A disposable paper helmet has been designed to improve cyclists’ safety for those using bike share schemes in cities.

The EcoHelmet, which has been created by designer Isis Shiffer, is made from paper, in a lattice shape, and can be folded up compactly, recycled after use and protects as well as a standard helmet.

The helmet’s structure resembles a honeycomb, meaning that if an individual had an accident when wearing it, the impact from a collision would be spread across the helmet and not just in one area.

Crash test facilities at Imperial College London were used to test and prove the strength of the design and it has also won the £30,000 International James Dyson Award. The helmet is being produced and sold after Ms Shiffer partnered with Los Angeles-based MemBrain.

It is anticipated that the helmets will be sold alongside schemes, such as Boris bikes in London and Citi Bikes in New York, for approximately £4.

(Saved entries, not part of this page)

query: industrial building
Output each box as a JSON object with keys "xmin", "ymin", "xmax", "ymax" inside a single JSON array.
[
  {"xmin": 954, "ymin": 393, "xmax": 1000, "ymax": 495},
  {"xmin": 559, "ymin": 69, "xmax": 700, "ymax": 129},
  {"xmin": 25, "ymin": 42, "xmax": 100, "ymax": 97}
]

David Robinson, a specialist serious injury solicitor and member of Thompsons Solicitors’ cycling group, said: “The number of cyclists taking to the roads in London is on the up. Cycling has become increasingly popular through schemes like Boris bikes, which is appealing to those visiting the city as a way to get about during their stay, or for those who are taking to a bike in a bid to avoid driving or using public transport.

“While there are obvious health and environmental benefits of increasing numbers of cyclists, it’s important to remember that cyclists are vulnerable road users and there should be effective measures in place to help keep people safe.

“Many people routinely wear a helmet when they get on a bike, but for those choosing to rent one through a scheme like Boris bikes it is quite shocking that adding a helmet isn’t an option. We’d therefore welcome an initiative like EcoHelmet, but from our perspective safety measures like this should be driven the government and not by cyclists themselves.”